I was on an emotional rollercoaster. This weekend the Anglican Diocese of Pittsburgh elected a new bishop at a Special Convention and I was front and center. It has been nearly 20 years since we have needed to hold an election, and we’d never done it as an Anglican Diocese. Our motto since we first found out five months ago that we would be holding the election was, “Prayer, not politics. Discernment, not a search.” Our goal was not to make this about angling and popularity, but to keep God’s wisdom and guidance at the forefront each step of the way. And incredibly, that’s what actually happened.
Friday night before statements and Q&A from the six nominees we prayed over them and asked the Lord to give us open minds and hearts, to relinquish preconceived notions or opinions and to hear from the Spirit as they each spoke. Each of them did a wonderful job. It takes a great deal of vulnerability to consider being a leader. You and your family have to commit much thought and prayer to that potential transition, and you have to make yourself open to other people in sharing about your experiences and vision for the future. You put yourself on the line in a unique and public way that takes courage and a willingness to make yourself available to Christ’s leading.
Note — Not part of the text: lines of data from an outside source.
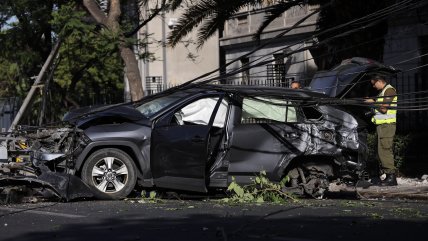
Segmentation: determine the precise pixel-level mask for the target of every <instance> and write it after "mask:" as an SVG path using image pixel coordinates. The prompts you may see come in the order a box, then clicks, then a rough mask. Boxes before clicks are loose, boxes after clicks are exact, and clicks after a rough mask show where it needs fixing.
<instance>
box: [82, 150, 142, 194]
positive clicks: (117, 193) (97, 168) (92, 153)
mask: <svg viewBox="0 0 428 241" xmlns="http://www.w3.org/2000/svg"><path fill="white" fill-rule="evenodd" d="M81 176H82V180H83V181H84V182H85V183H86V184H88V185H89V187H90V188H91V189H92V190H93V192H94V195H95V196H96V197H97V198H99V199H121V198H125V197H126V196H128V195H129V194H130V193H131V192H132V190H133V189H134V187H135V184H136V183H137V174H136V167H135V164H134V162H133V161H132V159H131V157H130V156H129V155H128V154H126V153H125V152H123V151H121V150H119V149H115V148H105V149H101V150H98V151H96V152H94V153H92V155H90V156H89V157H88V159H87V160H86V162H85V164H84V165H83V168H82V175H81Z"/></svg>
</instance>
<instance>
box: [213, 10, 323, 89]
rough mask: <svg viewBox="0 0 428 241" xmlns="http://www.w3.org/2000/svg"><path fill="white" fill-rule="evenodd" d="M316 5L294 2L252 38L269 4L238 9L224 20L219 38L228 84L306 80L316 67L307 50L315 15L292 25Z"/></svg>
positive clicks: (303, 15)
mask: <svg viewBox="0 0 428 241" xmlns="http://www.w3.org/2000/svg"><path fill="white" fill-rule="evenodd" d="M316 9H317V7H311V6H297V7H293V8H291V9H289V10H288V11H286V12H284V13H283V14H282V15H281V16H280V17H278V18H276V19H275V20H274V21H273V22H271V23H270V24H269V25H268V26H267V27H266V28H265V29H264V31H263V33H262V34H261V35H260V40H254V34H255V33H256V32H257V30H258V27H259V26H260V24H261V23H262V21H263V20H264V18H265V17H266V15H267V14H269V10H270V7H269V6H260V7H258V8H253V7H247V8H245V9H242V10H241V11H240V12H239V13H238V14H236V15H235V16H234V17H233V18H231V19H230V20H228V21H227V23H226V24H225V27H224V31H223V34H222V36H221V38H220V58H221V59H222V65H224V66H227V67H225V68H223V69H222V72H223V73H225V76H227V78H225V79H223V82H224V83H229V84H258V85H269V86H282V87H289V85H290V83H291V82H292V81H299V82H301V83H305V82H307V81H306V80H308V79H310V78H311V77H312V75H313V74H314V73H315V72H316V71H317V66H316V65H315V62H314V60H313V58H312V55H311V53H310V52H309V51H308V50H304V49H305V48H307V47H308V46H310V45H312V44H313V39H311V38H310V36H311V35H312V34H313V31H315V29H316V20H317V15H316V14H315V15H313V16H311V17H310V18H308V19H306V20H305V21H304V22H303V23H301V24H299V26H297V27H295V28H292V27H293V25H295V24H296V23H297V22H298V21H299V20H301V19H302V18H304V17H306V16H307V15H308V14H310V13H312V12H313V11H315V10H316Z"/></svg>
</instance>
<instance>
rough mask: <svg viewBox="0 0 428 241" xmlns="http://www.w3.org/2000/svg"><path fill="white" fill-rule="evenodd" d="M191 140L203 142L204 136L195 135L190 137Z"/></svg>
mask: <svg viewBox="0 0 428 241" xmlns="http://www.w3.org/2000/svg"><path fill="white" fill-rule="evenodd" d="M190 141H191V142H195V143H201V142H204V138H202V137H199V136H195V137H193V138H192V139H190Z"/></svg>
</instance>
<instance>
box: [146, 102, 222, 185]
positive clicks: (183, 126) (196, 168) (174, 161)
mask: <svg viewBox="0 0 428 241" xmlns="http://www.w3.org/2000/svg"><path fill="white" fill-rule="evenodd" d="M221 99H222V98H220V97H209V98H202V99H198V100H196V101H193V102H191V103H188V104H187V105H184V107H182V108H177V110H175V111H173V112H171V113H169V114H167V115H166V116H164V117H162V119H161V120H160V121H158V123H157V124H156V126H155V127H154V129H153V131H152V142H151V158H150V159H151V161H150V162H151V167H152V174H153V178H154V182H155V185H156V186H159V187H166V188H173V189H181V190H189V191H197V192H207V189H206V170H207V168H206V164H207V161H208V149H209V148H208V145H209V139H210V131H211V129H212V128H219V127H216V126H217V125H218V123H216V121H215V120H217V116H218V114H220V113H218V112H219V111H218V109H219V107H220V104H221V101H222V100H221ZM216 114H217V115H216ZM220 119H221V117H220ZM223 121H224V118H223Z"/></svg>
I was so impressed by the way that each of the nominees opened themselves up to the Diocese and to the Spirit’s movement. It was evident that it was motivated by a desire to serve the Body of Christ, not self-promotion.
Saturday morning before the Special Convention officially convened, we celebrated Communion together. It wasn’t just a formality because that’s what Anglicans are supposed to do, it was beginning the day with putting Christ on the throne. It was receiving Christ’s body and blood and as we all were reminded that we are One with Christ, seeking to be one with each other. I found myself praying as the whole Convention was taking Communion, “Jesus make us one Body in Your Body. Make us one as you and the Father are One.”
Then we cast the first round of ballots, and it was inconclusive. A strong consensus was not emerging right away. And so we continued in prayer, and worship through song, and reading scripture in between each round of ballots. We engaged in this process for several hours and for several ballots. At one point we paused all together to spend time in prayer over rising violence in the Horn of Africa and for church leaders in the region. Each time a ballot would come back split, people did not get angry or start berating each other to get on board with their personal choice. There was an incredible spirit of openness and sensitivity to the Spirit in the room. It was truly the Body of Christ seeking the Lord together, being willing to make a huge decision based on the Lord’s leading.
Multiple candidates withdrew as the balloting continued. Each time this occurred, they were received with a standing ovation. There was no sense that they had failed or were incapable. Their withdrawals were deeply selfless and marked by a desire to respond to God’s will and to prevent confusion or conflict. And the standing ovations were expressions of sincere gratitude for their time and investment, an affirmation that their role mattered greatly in getting closer to discerning the person God was calling. This was one of the most moving aspects of the election for me. Watching highly capable and gifted men choose to humbly serve the Church with their willingness to lead, and their willingness to hear from God that this was not the leadership role for them at this time. Each of them made decisions based on what was best for God’s people in Pittsburgh, not based on their own striving or ambition.
When the consensus was reached it was wonderfully clear that this was the person God was calling to be bishop. As all of us participated with the Spirit throughout the process, Christ honored our openness with clarity around His chosen servant. While the long day was emotionally draining, I had a deep assurance that this was the Lord’s choosing and we were in step with God’s will. It was one of the more profound experiences I have shared with the Body of Christ. A process marked by prayer and comprehensive discernment, civility, listening, and a consideration for the good of all. I am thankful to serve with people who seek the Lord so diligently. I was part of something beautiful and I was changed.
4 thoughts on “Anything but Conventional”
Thanks for this helpful, positive account of a remarkably Christ-centred election. As a visitor I was extremely grateful to see how the diocese remained prayerful throughout the time. I am especially grateful that Archbishop Duncan allowed me to take a few minutes to explain the problems that our church in the Horn of Africa is going through, especially in the Gambella region of Ethiopia. The prayers were (and are!) much appreciated.
Area Bishop for the Horn of Africa
Assistant Bishop in the Diocese of Egypt with North Africa and the Horn of Africa
Thank you Bishop for leading us through for all these years. It was a holy experience to watch what God did in and through the six capable men. Prayer, humility and love for one another were most evident. Now a new adventure begins.
Wonderful, Christ-centered process. Far better than many of the elections I have witnessed over the years. This is how it should be done. Thanks be to God and blessings on your Diocese and your new Bishop.
Are there no qualified women in the Anglican Church in North America who might be the right person at this time?